MDM Group Associates, Inc. v. Emerald Isle Realty, Inc., 2008 WL 2641271 (E.D.N.C.)
MDM, which sells insurance and other financial products and services, sued a number of North Carolina realty businesses. It alleged that it developed an “original product,” the “Peace of Mind Security Deposit Waiver Program.” It’s a type of insurance: Vacation renters would pay a small fee of $30-$50 instead of a much larger security deposit, and if damage occurs, they’d be protected up to $3000. To implement this, MDM drafted a form contract, and registered a copyright on the contract.
MDM alleged that some defendants did business with them, then stopped but kept using the contract, while other defendants copied the contract without ever having a business relationship with MDM.
The court denied defendants’ motion to dismiss the copyright infringement claim on grounds that it was inadequately pled, and their motion for a more definite statement.

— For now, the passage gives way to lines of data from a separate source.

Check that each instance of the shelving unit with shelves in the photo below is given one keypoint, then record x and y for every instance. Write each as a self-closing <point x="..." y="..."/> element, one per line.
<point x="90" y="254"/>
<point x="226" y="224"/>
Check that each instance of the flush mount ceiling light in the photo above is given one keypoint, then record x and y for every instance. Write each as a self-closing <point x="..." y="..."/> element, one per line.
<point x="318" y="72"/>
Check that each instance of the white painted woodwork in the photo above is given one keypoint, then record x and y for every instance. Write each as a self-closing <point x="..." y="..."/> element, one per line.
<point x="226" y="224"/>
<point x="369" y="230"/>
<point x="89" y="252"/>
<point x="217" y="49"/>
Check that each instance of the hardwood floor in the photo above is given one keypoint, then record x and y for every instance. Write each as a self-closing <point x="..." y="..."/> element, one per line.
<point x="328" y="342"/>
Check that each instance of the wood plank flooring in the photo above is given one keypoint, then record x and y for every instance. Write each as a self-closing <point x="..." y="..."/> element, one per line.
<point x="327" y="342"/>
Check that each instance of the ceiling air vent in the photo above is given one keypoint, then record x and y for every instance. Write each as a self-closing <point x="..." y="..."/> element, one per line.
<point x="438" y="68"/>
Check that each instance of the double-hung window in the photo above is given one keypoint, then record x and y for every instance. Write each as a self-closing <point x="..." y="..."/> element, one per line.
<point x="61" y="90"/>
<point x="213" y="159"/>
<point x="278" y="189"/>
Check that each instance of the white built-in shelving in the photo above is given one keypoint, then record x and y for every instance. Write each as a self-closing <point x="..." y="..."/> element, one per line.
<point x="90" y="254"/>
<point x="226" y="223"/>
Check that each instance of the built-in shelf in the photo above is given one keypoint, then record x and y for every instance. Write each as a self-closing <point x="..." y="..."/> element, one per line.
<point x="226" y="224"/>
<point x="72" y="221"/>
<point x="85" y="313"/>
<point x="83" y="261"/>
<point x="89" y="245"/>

Allegations that defendants’ “marketing materials” infringe MDM’s copyright were sufficient to allow defendants to answer the complaint. Defendants’ motion to dismiss for lack of copyrightability was also premature—the complaint alleged originality, and the court can only consider a limited universe of documents and allegations on a motion to dismiss. Likewise, defendants’ merger argument was not appropriately resolved on a motion to dismiss. MDM’s civil conspiracy claim was also dismissed as preempted to the extent it relied on the copyright claims.
MDM’s Lanham Act claim fared worse. MDM alleged that defendants violated the Lanham Act and North Carolina law because their ads “inherently” include the representation that their products were “legal” insurance products, but the North Carolina Commissioner of Insurance had not approved those products. Sua sponte, the court declined to resolve defendants’ challenges to the claims, and ruled on an issue it considered dispositive: Under the Lanham Act, “neither an implied statement nor a failure to state constitutes a ‘description of fact’ or ‘representation of fact’” § 1125(a)(1).
This is, of course, entirely wrong. There is a rather large body of case law, in fact, devoted to analyzing when an implied statement violates the Lanham Act, and a smaller but robust cohort of cases discussing when the context of a statement creates implications that require disclosure of a relevant qualification in order to avoid misleadingness. (Perhaps the court’s egregious misstatement is simply evidence that courts would do better to ask the parties to brief issues that the judges believe are crucial even if the parties didn’t raise.)
There is, however, a more specific rationale here: For prudential reasons, courts have often refused to consider failure-to-disclose or implied falsity claims based on the theory that a regulator’s approval for a product or service was required but was not obtained, and that consumers inherently expect that advertisers will only advertise approved products or services. And it was to this rationale, mercifully, that the court turned.
Mylan Laboratories, Inc. v. Matkari, 7 F.3d 1130 (4th Cir.1993), held that an allegedly false implication that drugs were FDA-approved was not actionable. It was insufficient to allege that merely placing a drug on the market implies that the drug has been properly approved by the FDA. (I do not buy this rule as a statement about consumer expectations; it seems to me entirely reasonable for consumers to make precisely this inference. As a rule for managing the spheres of authority of the FDA and the courts, however, I see its place. I would simply call it what it is—an exclusion from the Lanham Act’s scope, rather than a conceptually problematic unrebuttable presumption of lack of deception.)
The court viewed MDM’s argument as identical to that in Mylan. The claim was that defendants put a product on the market without proper regulatory approval, and therefore falsely advertised its approval. Mylan precludes such a claim.
(In a footnote, the court discussed MDM’s original invocation of “false designation of origin,” which it apparently abandoned in the briefing—and properly so; as the court noted, Dastar was an insurmountable barrier to that theory.)
MDM also asserted a North Carolina Unfair and Deceptive Trade Practices Act claim. Its theory was the same—defendants sold unauthorized insurance products, which was “unfair and deceptive.” The court denied defendants’ motion to dismiss for lack of standing, though it noted that MDM’s UDTPA theory was somewhat unclear. I find it interesting that the court didn’t discuss the tension between sustaining MDM’s UDTPA claim and dismissing its Lanham Act claim. It’s certainly possible—maybe even likely—that North Carolina has chosen a different way of dividing responsibility between courts and regulators for insurance than Congress has for the FDA, but I would have thought the issue deserved a mention.